Moulin is spectacular to look at, and meticulously crafted. Nemes’ regular Cinematographer Mátyás Erdély captures occupied France in bruised metallic tones created through the bleach-bypass process, in which silver is retained in the film print rather than removed during development. The result is an image drained of conventional warmth yet shimmering with ghostly density. Blacks become cavernous; skin appears almost carved from ash and steel. Candlelight flickers against surfaces that seem permanently stained by war.

The aesthetic is not nostalgic. Nemes does not use 35mm as retro fetishism or cinephile decoration. The format gives the film grain, instability, and physical tension. Every frame feels chemically scarred. Nemes had a reason for  preserving the silver in the print itself: Moulin is a film about memory under pressure, about history physically embedded into matter.
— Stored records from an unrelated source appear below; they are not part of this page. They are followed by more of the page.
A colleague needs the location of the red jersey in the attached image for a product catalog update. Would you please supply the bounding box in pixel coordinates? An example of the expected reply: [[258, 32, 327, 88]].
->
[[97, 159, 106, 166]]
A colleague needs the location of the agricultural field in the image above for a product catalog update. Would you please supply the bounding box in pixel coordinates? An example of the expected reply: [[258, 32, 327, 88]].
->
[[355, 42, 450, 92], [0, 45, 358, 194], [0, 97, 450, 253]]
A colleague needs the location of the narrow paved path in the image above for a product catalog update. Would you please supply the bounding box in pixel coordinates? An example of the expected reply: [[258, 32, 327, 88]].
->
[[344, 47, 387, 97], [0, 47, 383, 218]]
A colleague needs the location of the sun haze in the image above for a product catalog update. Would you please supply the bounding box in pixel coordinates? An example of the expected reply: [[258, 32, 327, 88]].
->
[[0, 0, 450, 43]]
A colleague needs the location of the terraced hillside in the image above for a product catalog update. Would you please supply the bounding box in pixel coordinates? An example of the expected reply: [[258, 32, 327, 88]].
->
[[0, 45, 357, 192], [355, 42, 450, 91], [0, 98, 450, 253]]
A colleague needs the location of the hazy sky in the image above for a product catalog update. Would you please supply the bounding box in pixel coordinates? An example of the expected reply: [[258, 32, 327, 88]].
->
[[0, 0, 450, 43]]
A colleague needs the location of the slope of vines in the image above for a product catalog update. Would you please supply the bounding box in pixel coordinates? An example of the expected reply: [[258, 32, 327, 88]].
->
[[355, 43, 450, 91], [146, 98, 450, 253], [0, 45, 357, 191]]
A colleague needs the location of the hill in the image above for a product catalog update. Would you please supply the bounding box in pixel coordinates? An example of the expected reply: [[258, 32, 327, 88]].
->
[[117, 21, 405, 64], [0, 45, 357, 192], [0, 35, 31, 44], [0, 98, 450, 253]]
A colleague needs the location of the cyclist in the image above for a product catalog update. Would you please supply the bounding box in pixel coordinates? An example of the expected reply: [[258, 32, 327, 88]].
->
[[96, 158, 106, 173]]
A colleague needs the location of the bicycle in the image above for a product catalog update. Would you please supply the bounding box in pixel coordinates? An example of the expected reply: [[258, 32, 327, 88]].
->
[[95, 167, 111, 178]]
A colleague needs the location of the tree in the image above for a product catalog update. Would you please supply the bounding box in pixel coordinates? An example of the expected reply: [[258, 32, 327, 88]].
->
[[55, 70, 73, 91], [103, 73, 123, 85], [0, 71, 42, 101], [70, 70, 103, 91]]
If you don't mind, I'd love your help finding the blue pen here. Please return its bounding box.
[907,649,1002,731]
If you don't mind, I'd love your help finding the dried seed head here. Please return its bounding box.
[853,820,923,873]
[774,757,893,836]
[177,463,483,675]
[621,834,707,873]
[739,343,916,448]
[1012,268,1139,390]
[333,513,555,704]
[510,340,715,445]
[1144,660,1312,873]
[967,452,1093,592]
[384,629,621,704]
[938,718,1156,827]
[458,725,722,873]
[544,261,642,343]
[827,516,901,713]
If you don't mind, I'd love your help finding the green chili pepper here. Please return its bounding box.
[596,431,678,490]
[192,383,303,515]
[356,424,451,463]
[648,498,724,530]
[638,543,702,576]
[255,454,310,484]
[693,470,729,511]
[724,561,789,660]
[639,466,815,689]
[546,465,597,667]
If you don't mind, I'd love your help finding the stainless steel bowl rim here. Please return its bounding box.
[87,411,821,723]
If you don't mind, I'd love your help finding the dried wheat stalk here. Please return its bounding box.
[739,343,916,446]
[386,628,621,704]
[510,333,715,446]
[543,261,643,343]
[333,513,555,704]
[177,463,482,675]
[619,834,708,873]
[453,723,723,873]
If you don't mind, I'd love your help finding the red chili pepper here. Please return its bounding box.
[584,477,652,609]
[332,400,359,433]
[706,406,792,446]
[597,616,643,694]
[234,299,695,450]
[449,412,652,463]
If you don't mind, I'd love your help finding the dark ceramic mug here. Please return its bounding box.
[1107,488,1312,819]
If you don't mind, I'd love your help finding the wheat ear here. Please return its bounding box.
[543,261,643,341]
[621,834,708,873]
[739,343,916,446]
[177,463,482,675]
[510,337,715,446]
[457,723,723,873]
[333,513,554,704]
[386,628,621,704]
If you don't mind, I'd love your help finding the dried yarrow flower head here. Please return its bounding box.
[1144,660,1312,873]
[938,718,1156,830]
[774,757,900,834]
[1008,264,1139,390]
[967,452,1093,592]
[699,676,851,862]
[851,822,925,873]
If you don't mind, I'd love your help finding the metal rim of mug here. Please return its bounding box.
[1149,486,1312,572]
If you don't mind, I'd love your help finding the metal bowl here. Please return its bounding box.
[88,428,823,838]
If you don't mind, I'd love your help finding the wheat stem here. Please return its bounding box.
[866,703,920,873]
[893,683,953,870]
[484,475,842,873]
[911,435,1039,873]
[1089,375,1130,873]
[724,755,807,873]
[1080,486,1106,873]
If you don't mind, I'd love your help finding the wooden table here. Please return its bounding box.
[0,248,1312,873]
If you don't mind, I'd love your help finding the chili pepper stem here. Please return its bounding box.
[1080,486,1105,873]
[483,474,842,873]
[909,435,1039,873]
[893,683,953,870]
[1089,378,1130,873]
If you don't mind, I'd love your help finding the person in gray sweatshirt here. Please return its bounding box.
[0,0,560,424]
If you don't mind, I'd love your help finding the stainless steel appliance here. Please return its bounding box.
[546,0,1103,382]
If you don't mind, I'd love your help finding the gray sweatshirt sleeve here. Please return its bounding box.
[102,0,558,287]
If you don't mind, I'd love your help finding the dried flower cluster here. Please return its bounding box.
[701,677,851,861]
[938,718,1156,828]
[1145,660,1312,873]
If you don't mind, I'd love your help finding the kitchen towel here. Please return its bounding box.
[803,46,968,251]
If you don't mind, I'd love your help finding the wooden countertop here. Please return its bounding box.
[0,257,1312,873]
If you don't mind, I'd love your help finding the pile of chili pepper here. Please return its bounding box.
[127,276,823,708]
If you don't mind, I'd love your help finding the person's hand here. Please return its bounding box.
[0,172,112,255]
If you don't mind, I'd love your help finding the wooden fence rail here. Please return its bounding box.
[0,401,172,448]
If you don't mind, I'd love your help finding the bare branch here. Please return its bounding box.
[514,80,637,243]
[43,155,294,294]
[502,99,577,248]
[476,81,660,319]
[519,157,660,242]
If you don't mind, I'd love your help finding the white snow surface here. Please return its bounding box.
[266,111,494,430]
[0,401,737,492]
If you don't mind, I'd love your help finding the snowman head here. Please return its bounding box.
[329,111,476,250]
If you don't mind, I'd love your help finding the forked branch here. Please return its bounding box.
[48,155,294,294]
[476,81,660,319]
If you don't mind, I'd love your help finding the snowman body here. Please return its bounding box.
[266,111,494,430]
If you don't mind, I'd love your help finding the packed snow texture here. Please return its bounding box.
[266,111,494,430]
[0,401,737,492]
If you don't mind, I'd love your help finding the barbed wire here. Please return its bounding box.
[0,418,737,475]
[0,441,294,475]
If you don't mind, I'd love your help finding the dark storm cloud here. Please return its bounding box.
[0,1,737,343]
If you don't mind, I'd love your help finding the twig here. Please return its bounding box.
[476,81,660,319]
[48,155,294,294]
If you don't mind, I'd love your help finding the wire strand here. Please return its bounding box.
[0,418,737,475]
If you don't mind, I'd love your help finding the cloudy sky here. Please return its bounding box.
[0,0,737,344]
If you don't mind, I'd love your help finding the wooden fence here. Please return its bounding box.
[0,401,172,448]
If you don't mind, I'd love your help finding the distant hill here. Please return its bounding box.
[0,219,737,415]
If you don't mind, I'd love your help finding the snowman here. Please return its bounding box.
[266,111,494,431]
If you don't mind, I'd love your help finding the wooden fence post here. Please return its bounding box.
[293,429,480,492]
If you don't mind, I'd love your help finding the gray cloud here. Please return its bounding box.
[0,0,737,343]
The supporting cast contributes to the sensation of a world closing in. Louise Bourgoin brings a mournful elegance to the Comtesse de Forez, while Félix Lefebvre and Christian Harting bring to life the frightened machinery of clandestine resistance and Nazi bureaucracy respectively. Yet the film increasingly narrows into a duel between Lellouche and Eidinger — resistance versus annihilation, silence versus confession.

What makes Moulin so unsettling at Cannes is not merely its historical subject but its contemporary resonance. Across Europe, where nationalism and authoritarian rhetoric have returned with alarming familiarity, Nemes presents fascism not as distant nightmare but as administrative logic. Men in offices. Papers exchanged. Civility masking barbarism.

The director has always been fascinated by the limits of representation — how cinema can confront atrocity without aestheticising it. Here, he walks that line with severe discipline. At times Moulin risks suffocation under its own formal rigour, but even its excesses feel purposeful. Nemes wants the audience to feel cornered. He transforms Moulin into a tragic hero, subjected to fear, exhaustion and pain but indomitable to last, even when he’s half-dead, transported back by train to Germany, against doctor’s orders, for further interrogation.

Moulin is not a comfortable return for László Nemes. The betrayed hero of the French Resistance was remembered thus by Andre Malraux: “Today, youth of France, think of this man as you would have reached out your hands to his poor battered face on its last day, to the lips that had not spoken: on that day it was the face of France”. This Palme d’Or hopeful is a harsh, deeply physical work, a film that seems developed not only in chemicals and silver but in dread itself.